8. Hükmü başvurucu temyiz etmişse de ilgili vergi dairesine
verdiği 10/11/2016 tarihli dilekçe ile 3/8/2016 tarihli ve 6736 sayılı Bazı
Alacakların Yeniden Yapılandırılmasına İlişkin Kanun"un 2. maddesi kapsamında
borcunu yapılandırmış ve bu amaçla açmış olduğu davadan feragat etmiştir.
9. Danıştay Dokuzuncu Dairesi 29/12/2016 tarihinde başvurucunun
feragati nedeniyle talebi hakkında bir karar verilmesine yer olmadığına karar
vermiştir.
IV. İNCELEME VE GEREKÇE
10. Mahkemenin 18/4/2019 tarihinde yapmış olduğu toplantıda
başvuru incelenip gereği düşünüldü:
A. Mülkiyet Hakkının
İhlal Edildiğine İlişkin İddia
11. Başvurucu, kanun hükmü uyarınca zorunlu tutulandüzeltme
işleminden kaynaklanan ve gerçek durumu yansıtmayan kâr nedeniyle gelir vergisi
tahakkuk ettirilmesinin verginin kanuniliği ilkesine aykırı olup mülkiyet
hakkını ihlal ettiğini ileri sürmüştür.
12. Anayasa Mahkemesi İçtüzüğü"nün
(İçtüzük) 80. maddesinin (1) numaralı fıkrasının (ç) bendine göre başvurunun
incelenmesinin sürdürülmesini haklı kılan bir sebebin olmadığı kanaatine
varılması hâlinde başvurunun düşmesine karar verilebilir.
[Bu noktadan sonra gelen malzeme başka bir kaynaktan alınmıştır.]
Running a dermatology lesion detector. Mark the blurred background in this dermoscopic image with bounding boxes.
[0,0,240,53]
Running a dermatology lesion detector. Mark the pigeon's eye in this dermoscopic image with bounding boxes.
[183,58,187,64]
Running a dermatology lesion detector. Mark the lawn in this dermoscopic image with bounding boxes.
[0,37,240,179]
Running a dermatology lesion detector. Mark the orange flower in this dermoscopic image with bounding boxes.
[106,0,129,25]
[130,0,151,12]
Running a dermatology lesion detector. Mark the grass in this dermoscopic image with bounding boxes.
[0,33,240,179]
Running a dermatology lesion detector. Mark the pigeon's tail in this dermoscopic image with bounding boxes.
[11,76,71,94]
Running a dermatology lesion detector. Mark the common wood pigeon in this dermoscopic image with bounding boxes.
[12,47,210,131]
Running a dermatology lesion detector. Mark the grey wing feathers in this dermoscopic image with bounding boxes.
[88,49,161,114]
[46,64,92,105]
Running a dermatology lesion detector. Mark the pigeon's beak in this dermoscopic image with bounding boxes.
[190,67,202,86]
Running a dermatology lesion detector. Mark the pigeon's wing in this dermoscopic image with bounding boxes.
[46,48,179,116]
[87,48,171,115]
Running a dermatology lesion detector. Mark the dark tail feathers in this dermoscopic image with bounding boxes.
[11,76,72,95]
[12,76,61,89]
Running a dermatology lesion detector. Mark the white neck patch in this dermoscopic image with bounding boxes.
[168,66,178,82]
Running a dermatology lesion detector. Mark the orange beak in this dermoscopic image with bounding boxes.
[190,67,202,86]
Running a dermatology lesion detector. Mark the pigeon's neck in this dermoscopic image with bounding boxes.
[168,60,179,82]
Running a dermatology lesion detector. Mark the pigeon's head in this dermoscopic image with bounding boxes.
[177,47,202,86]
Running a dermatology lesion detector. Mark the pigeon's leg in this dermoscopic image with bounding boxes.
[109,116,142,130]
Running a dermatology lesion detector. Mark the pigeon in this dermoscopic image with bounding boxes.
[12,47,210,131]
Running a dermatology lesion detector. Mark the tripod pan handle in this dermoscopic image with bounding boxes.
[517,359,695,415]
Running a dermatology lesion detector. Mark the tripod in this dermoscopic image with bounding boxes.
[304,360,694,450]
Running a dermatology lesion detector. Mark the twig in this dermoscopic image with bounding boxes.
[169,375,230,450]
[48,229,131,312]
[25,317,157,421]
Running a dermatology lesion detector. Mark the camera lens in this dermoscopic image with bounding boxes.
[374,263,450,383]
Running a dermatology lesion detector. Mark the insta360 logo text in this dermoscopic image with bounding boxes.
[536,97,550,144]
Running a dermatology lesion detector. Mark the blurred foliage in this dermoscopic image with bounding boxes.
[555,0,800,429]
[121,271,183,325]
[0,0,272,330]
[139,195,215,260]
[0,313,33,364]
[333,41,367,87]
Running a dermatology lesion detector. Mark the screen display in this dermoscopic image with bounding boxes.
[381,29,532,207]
Bununla birlikte İçtüzük"ün 80. maddesinin (2) numaralı fıkrası gereği
Anayasa"nın uygulanması ve yorumlanması veya temel hakların kapsamının ve
sınırlarının belirlenmesi ya da insan haklarına saygının gerekli kıldığı
hâllerde başvurunun incelenmesine devam edilebileceği öngörülmüştür.
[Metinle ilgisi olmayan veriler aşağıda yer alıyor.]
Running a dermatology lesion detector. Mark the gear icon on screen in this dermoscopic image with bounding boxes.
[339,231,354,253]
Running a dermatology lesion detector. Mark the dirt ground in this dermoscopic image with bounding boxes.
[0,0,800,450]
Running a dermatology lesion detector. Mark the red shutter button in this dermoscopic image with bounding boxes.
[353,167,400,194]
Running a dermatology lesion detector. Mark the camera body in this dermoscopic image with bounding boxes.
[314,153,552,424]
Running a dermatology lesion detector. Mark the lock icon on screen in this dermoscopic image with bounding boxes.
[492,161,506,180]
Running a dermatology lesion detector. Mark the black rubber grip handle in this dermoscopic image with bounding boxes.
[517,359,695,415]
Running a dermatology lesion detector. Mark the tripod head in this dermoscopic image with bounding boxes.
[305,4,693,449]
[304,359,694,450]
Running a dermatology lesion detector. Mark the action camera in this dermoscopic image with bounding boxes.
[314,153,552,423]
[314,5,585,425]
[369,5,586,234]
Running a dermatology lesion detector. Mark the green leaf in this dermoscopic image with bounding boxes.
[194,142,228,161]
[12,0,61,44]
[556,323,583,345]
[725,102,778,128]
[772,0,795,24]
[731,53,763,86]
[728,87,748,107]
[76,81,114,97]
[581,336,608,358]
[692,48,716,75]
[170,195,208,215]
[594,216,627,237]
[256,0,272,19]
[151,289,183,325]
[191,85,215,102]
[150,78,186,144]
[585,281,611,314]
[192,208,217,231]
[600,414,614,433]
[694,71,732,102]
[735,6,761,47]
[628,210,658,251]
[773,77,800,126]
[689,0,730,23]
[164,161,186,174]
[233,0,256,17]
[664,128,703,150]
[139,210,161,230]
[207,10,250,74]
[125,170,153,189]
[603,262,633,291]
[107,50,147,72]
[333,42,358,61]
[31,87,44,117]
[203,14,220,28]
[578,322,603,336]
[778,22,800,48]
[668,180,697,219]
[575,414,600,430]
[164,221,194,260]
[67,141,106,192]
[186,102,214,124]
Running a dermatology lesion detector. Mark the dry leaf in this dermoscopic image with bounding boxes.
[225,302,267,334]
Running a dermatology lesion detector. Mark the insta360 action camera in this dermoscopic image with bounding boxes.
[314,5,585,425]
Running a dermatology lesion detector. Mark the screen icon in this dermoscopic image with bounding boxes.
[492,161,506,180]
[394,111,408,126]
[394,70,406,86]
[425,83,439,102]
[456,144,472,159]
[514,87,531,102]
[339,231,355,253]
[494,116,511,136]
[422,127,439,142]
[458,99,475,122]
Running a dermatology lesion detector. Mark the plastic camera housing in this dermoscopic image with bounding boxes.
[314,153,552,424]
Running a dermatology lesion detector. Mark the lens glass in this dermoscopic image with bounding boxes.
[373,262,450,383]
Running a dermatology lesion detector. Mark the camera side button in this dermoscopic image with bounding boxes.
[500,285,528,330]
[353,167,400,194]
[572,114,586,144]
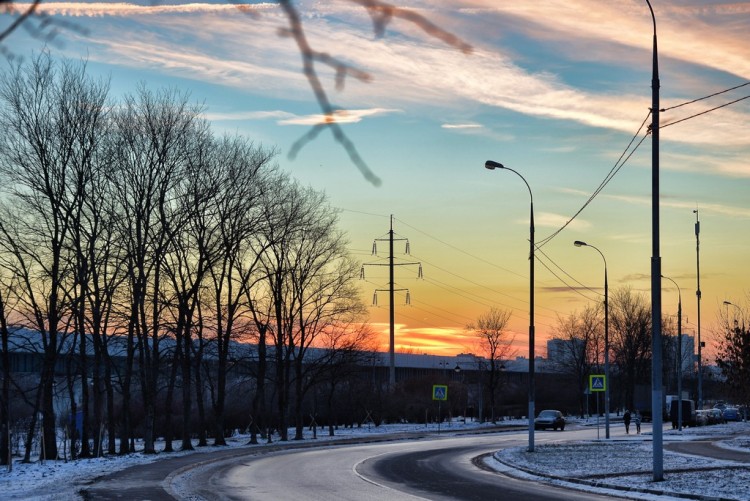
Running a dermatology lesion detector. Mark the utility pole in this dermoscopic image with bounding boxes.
[360,214,422,389]
[691,209,703,409]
13. Başvurucu, davanın ilk derece mahkemesince reddedilmesi
üzerine hükmü temyiz ettikten sonra bireysel başvuruda bulunmuşsa da Danıştay
tarafından bir karar verilmeden önce 6736 sayılı Kanun ile tanınan yapılandırma
imkânından yararlanmak amacıyla davasından feragat etmiştir. 6/1/1982 tarihli
ve 2577 sayılı İdari Yargılama Usulü Kanunu"nun 31. maddesi bu Kanun"da hüküm
bulunmayan hâllerde 12/1/2011 tarihli ve 6100 sayılı Hukuk Muhakemeleri
Kanunu"nun ilgili hükümlerinin uygulanacağı düzenlemesini içermektedir. Atıf
yapılan 6100 sayılı Kanun"un 311. maddesi uyarınca feragat, kesin hüküm gibi
sonuç doğuracağından feragat üzerine davanın kesin olarak reddedildiği kabul
edilmelidir. Dolayısıyla bu aşamadan sonra bireysel başvurudan feragati söz
konusu olmayan başvurucunun başvurusunun incelenmesinin sürdürülmesini haklı
kılan bir neden olmadığı gibi İçtüzük"ün 80.
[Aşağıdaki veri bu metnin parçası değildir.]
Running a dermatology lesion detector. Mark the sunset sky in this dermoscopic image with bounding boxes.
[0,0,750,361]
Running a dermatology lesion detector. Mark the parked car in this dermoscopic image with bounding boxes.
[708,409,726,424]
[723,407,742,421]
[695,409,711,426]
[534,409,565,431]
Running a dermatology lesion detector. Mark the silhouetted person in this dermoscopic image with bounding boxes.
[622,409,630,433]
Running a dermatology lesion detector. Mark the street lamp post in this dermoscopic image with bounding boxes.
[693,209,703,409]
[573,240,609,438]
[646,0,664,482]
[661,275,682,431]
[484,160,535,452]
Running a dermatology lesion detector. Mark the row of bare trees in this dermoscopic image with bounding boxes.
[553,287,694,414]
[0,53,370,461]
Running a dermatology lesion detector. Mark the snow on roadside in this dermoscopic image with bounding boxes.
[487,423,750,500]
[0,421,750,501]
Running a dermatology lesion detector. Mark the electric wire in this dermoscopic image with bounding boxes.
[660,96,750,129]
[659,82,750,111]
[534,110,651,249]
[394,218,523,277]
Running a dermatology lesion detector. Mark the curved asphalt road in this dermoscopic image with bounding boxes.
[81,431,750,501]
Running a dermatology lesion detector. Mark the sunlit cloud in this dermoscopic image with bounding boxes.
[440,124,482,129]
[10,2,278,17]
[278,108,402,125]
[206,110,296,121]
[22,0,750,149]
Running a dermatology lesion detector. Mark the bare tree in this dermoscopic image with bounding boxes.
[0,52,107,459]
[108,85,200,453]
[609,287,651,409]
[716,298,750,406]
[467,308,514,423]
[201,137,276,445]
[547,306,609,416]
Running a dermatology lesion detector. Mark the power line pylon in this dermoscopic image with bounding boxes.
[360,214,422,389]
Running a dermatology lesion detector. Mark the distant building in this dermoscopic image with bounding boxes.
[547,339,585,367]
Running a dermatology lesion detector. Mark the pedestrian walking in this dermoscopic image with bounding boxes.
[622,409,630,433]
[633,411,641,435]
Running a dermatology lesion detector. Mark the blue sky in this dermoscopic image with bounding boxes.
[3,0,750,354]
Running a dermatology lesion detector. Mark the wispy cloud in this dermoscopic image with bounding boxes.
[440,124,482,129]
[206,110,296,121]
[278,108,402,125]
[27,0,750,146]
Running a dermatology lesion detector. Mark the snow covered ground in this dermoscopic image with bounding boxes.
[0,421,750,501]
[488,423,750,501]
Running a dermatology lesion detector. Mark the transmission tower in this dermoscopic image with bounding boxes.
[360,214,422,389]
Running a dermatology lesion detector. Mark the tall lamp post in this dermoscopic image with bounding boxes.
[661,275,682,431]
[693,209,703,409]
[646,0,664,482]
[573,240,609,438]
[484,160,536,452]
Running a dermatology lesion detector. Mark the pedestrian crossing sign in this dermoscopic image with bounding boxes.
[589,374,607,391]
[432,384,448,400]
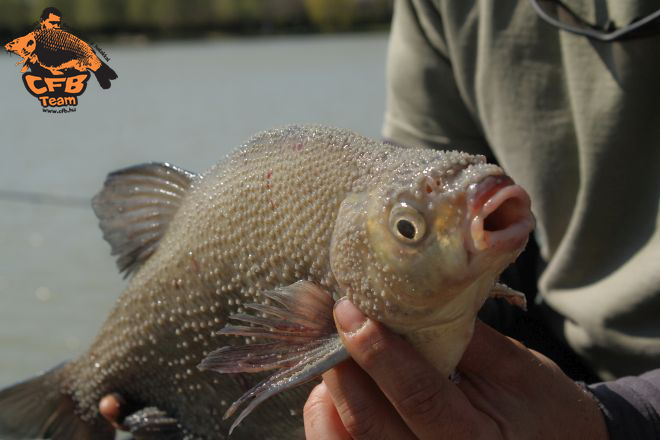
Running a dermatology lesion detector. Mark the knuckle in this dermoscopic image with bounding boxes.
[303,389,324,420]
[342,413,382,440]
[337,394,382,440]
[355,325,389,370]
[397,377,445,422]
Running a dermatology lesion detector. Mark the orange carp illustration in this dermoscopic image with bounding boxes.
[5,28,117,89]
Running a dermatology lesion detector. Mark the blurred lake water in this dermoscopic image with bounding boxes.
[0,34,387,388]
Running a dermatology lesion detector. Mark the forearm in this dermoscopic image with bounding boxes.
[588,369,660,440]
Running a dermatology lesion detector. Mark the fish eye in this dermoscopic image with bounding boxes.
[389,203,426,244]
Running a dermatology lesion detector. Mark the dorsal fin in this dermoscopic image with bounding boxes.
[92,162,195,277]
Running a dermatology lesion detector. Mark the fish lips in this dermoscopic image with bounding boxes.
[465,175,536,253]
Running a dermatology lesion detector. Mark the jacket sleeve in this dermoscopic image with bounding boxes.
[588,369,660,440]
[383,0,490,155]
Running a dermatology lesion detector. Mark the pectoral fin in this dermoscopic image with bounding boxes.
[122,406,185,440]
[489,283,527,311]
[198,281,349,434]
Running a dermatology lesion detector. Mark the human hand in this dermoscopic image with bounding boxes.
[304,300,608,440]
[99,393,125,429]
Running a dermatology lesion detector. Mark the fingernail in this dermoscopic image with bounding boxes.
[335,297,367,333]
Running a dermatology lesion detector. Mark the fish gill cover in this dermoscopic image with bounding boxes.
[5,7,117,113]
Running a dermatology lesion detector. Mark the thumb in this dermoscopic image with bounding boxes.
[457,321,534,376]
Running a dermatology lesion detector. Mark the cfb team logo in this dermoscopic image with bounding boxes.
[5,8,117,112]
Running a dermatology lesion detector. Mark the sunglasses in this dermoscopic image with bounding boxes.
[529,0,660,42]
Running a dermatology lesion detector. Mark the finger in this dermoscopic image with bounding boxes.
[457,321,538,382]
[303,382,351,440]
[323,360,415,440]
[335,300,493,439]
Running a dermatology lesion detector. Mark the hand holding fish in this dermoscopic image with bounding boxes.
[304,301,607,440]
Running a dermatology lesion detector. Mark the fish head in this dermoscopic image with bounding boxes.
[331,150,534,334]
[5,32,37,59]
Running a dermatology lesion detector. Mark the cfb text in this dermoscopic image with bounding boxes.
[23,73,90,107]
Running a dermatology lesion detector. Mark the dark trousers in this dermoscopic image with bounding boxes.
[479,237,601,383]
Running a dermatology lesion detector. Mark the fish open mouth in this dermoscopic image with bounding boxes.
[467,176,535,252]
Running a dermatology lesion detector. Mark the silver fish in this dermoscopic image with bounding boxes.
[0,126,534,439]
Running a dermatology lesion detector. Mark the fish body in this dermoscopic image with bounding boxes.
[0,126,531,439]
[5,28,117,89]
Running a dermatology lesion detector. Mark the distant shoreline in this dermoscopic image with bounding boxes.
[0,0,392,41]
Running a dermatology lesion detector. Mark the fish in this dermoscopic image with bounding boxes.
[0,125,534,440]
[5,28,118,89]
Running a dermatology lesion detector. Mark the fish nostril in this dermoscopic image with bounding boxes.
[484,197,529,232]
maddesinin (2) numaralı fıkrasında öngörülen nedenlerden birinin varlığı da söz
konusu değildir.
14. Açıklanan gerekçelerle başvurunun bu kısmının kabul
edilebilirlik şartları yönünden incelenmeksizin düşmesine karar verilmesi gerekir.
B. Makul Sürede
Yargılanma Hakkının İhlal Edildiğine İlişkin İddia
15. Başvurucu, yargılamanın uzun sürmesi nedeniyle adil
yargılanma hakkının ihlal edildiğini ileri sürmüştür.
16. Ferat Yüksel (B. No: 2014/13828, 12/9/2018)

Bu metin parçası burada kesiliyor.